CVE-2024-7231 is a local privilege escalation vulnerability identified in Avast Cleanup Premium, specifically version 23.4 (build 15592). The vulnerability stems from improper handling of symbolic links (CWE-59) within the Avast Cleanup Service. The service fails to securely resolve symbolic links before performing file deletion operations. An attacker who already has the ability to execute code with low privileges on the affected system can create a malicious symbolic link that points to a sensitive file. When the Avast Cleanup Service processes this link, it inadvertently deletes or manipulates files it should not, allowing the attacker to escalate privileges to SYSTEM level. This escalation enables execution of arbitrary code with the highest system privileges, compromising the entire system. The vulnerability requires local access and prior low-privileged code execution but does not require user interaction. The CVSS v3.0 score is 7.8, reflecting high severity due to the potential for full system compromise. No patches were listed at the time of publication, and no active exploits are known in the wild, but the risk remains significant given the ease of exploitation once local code execution is achieved. This vulnerability was tracked by ZDI as ZDI-CAN-22894.

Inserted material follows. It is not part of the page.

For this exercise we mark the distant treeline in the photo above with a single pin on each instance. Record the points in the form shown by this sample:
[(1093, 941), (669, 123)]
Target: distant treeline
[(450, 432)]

The impact of CVE-2024-7231 is substantial for organizations using Avast Cleanup Premium. Successful exploitation allows attackers to escalate privileges from a low-privileged user to SYSTEM, effectively gaining full control over the affected machine. This can lead to unauthorized access to sensitive data, installation of persistent malware, disruption of system availability, and complete compromise of system integrity. In enterprise environments, compromised endpoints could serve as pivot points for lateral movement, increasing the risk of widespread network breaches. Since the vulnerability requires local code execution, initial compromise vectors might include phishing, malicious insiders, or exploitation of other vulnerabilities. The ability to elevate privileges without user interaction makes this vulnerability particularly dangerous in automated attack scenarios. Organizations relying on Avast Cleanup Premium for system maintenance and optimization should consider this a critical risk to endpoint security.

To mitigate CVE-2024-7231, organizations should implement the following specific measures: 1) Immediately restrict local user permissions to prevent unauthorized code execution at low privilege levels. 2) Monitor and control the creation of symbolic links and suspicious file system activities, especially in directories accessed by Avast Cleanup Service. 3) Employ application whitelisting and endpoint detection and response (EDR) solutions to detect and block attempts to exploit this vulnerability. 4) Isolate critical systems and limit local administrative access to reduce the attack surface. 5) Regularly audit and harden system configurations to minimize opportunities for local code execution. 6) Stay alert for official patches or updates from Avast and apply them promptly once released. 7) Consider temporarily disabling or uninstalling Avast Cleanup Premium on critical systems if patching is delayed and risk is unacceptable. 8) Educate users and administrators about the risks of local privilege escalation and the importance of maintaining strict access controls.